= The Cthulhu Cycle: Thirteen Tentacles of Terror =

The Cthulhu Cycle: Thirteen Tentacles of Terror is a 1996 anthology edited by Robert M. Price.

==Plot summary==
The Cthulhu Cycle: Thirteen Tentacles of Terror is an anthology of Lovecraft-adjacent horror stories. The anthology opens with Lord Dunsany's "A Shop in Go-By Street", and includes Lovecraft's own "Call of Cthulhu"—the cornerstone of the Cthulhu Mythos. The volume includes entries like Will Murray's "Black Fire", which ventures into the icy desolation of the Arctic to awaken buried terrors. C.J. Henderson's "Patiently Waiting" with fringe phenomena like crop circles.
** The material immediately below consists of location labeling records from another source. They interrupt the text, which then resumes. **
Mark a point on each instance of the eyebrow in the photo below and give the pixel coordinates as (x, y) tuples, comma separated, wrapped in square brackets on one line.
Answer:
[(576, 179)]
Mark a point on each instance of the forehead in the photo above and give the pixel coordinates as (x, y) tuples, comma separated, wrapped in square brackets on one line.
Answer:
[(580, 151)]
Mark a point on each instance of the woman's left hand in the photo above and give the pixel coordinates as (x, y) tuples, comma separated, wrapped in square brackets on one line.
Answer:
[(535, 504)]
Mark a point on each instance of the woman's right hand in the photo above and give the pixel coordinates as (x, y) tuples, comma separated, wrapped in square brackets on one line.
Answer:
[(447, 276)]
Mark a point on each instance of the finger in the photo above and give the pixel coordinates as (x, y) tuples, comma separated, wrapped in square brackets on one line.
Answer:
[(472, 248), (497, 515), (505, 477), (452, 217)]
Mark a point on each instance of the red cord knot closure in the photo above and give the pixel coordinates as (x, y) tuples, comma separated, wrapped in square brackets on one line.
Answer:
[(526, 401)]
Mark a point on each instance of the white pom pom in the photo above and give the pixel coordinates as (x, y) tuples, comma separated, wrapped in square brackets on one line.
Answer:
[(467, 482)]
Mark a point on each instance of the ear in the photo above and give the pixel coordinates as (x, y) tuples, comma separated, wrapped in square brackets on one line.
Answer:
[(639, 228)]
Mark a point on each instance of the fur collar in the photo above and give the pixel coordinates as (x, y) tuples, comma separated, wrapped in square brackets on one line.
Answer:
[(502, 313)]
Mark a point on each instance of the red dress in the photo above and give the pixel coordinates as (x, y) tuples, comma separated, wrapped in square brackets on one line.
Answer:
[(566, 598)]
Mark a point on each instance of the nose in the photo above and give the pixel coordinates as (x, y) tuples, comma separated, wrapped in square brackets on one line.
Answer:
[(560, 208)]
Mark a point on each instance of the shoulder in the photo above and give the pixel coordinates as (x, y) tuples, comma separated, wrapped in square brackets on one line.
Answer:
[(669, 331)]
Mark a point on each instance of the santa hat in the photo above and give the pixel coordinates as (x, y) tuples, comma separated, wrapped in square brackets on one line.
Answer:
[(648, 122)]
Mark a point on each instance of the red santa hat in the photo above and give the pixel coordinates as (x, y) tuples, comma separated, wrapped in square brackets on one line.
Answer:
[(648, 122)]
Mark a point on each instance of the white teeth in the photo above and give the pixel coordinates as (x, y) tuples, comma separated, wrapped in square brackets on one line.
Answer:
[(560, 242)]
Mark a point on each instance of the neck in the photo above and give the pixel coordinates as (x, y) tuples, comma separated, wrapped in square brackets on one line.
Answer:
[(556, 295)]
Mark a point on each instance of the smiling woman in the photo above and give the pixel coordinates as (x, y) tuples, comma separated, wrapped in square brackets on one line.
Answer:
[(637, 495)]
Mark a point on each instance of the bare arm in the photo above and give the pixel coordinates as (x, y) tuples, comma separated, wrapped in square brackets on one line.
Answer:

Each story is preceded by a brief biographical note, framing the author's contribution in the larger Lovecraftian tapestry.

==Reception==
Jonathan Palmer reviewed The Cthulhu Cycle: Thirteen Tentacles of Terror for Arcane magazine, rating it a 9 out of 10 overall, and stated that "The editor’s introduction is illuminating and each writer's story is prefaced with a short biographical paragraph to indicate their place in the Lovecraftian scheme of things. This is still some of the best fantasy horror you can get - a recommended read for all lovers of horror. It's all here; the various authors cross-reference each other well, and frankly, there's not a single weak link in it."